Et il se retourna vers le mur, signifiant à l'autre que la conversation était close. Ce dernier se leva et alla vers la porte, résigné. Pourtant il s'arrêta sur le seuil de la porte, ses mains agrippant avec tant de force le cadre de bois que ses articulations blanchirent.
- Lys' t'a libéré en se libérant. Il est aussi détruit que toi, peut-être même davantage, grinça-t-il entre ses dents. Alors il est parti. Tout comme je te propose de faire. Partir, découvrir autre chose, autre chose pour remplir ta tête, pour remplacer tes idées noires. Lys' a trouvé la force d'avancer. Et Harry s'est relevé après la guerre, comme toute notre famille.
- Ça n'a rien à voir...
- Et le père de Teddy avait refusé que sa condition de loup-garou dicte sa vie. Il a guéri en partie de sa blessure. Et sais-tu ce que ça nous apporté ? Ce que ça m'a apporté ? Ma sœur a trouvé l'amour de sa vie. Et j'ai aujourd'hui un neveu. Et toi tu as eu quelqu'un qui a été pour toi comme un grand frère. Tout ça parce que Remus a voulu vivre.
- Ça n'a rien à voir..., répéta James d'une voix monocorde.
- Et mon père ? poursuivit Louis d'une voix dure. Il aurait pu sombrer après avoir vu le visage que lui avait défiguré Greyback. Pourtant il rit aujourd'hui. Il rie aux éclats. Pourquoi ? Parce qu'il s'est appuyé sur ma mère. Parce que savait que jamais elle ne l'abandonnerait.
- Ça n'a...
- Tout comme NOUS ne t'abandonneront jamais ! Ni moi ni personne. Personne ! Personne n'existe pas. Tu n'es pas Personne !
- Vous devriez...
- Et Sirius ? explosa le fils de l'aîné Weasley en abattant sa dernière carte qui, à son plus grand espoir, fit tressaillir James. Douze ans à Azkaban l'ont miné mais ne l'ont pas tué. Et pourtant il était seul !
- Arrête..., gémit son cousin en songeant à son homonyme.
- C'est pour que, comme eux tous, tu guérrises que je te demande de partir avec moi. Tu me connais James. Je suis farceur quand je peux, présent quand il faut, si seulement on m'en laisse l'opportunité. Il se rapprocha du lit où son cousin était recroquevillé et s'y assit. Laisse-moi t'aider James.
- Je ne suis pas James, sanglota l'aîné Potter. Je ne veux pas l'être...

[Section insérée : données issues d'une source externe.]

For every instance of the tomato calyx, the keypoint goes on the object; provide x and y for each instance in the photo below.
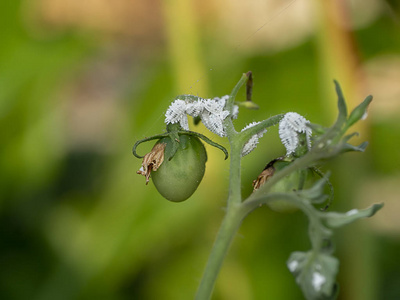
(154, 159)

- Alors viens avec moi, répéta doucement Louis. Et...
- Je ne veux plus m'appeler James..., souffla-t-il.
- Jimmy. C'est comme ça que tes parents t'appellent, comme ça que souvent les enfants t'appellent. Viens avec moi, avec ce nouveau nom dans tes bagages. Ne sois plus jamais James Sirius ni Jamesésirius. Juste... juste Jimmy Potter.
Louis se leva, désirant laisser réfléchir son cousin. Il en avait besoin et de toute façon il ne s'était jamais attendu à ce qu'il lui donne immédiatement une réponse positive. James était trop enfermé dans sa douleur pour y voir la main qu'il lui tendait.
Partir en Inde ? Il en avait le projet depuis des mois. Il y aurait volontiers renoncé pour aider son cousin... mais il lui semblait justement qu'un pays nouveau et différent pouvait aider le jeune homme à se reconstruire.
Il songeait à cela, se souvenait que de toute façon, les parents de James l'appuyaient, qu'ils sauraient peut-être convaincre leur fils.
- Mais qu'irais-je faire là-bas ? murmura soudain l'aîné Potter.
Louis en faillit trébucher. Car si cette phrase semblait encore exprimer sa résistance, elle lui soufflait qu'il se mettait à envisager l'idée. Et alors qu'il lui répondait, un large sourire s'étendant sur ses lèvres. Finalement, peut-être qu'il n'aurait pas à espérer que Ginny et Harry convainque James. Ou plutôt... Jimmy.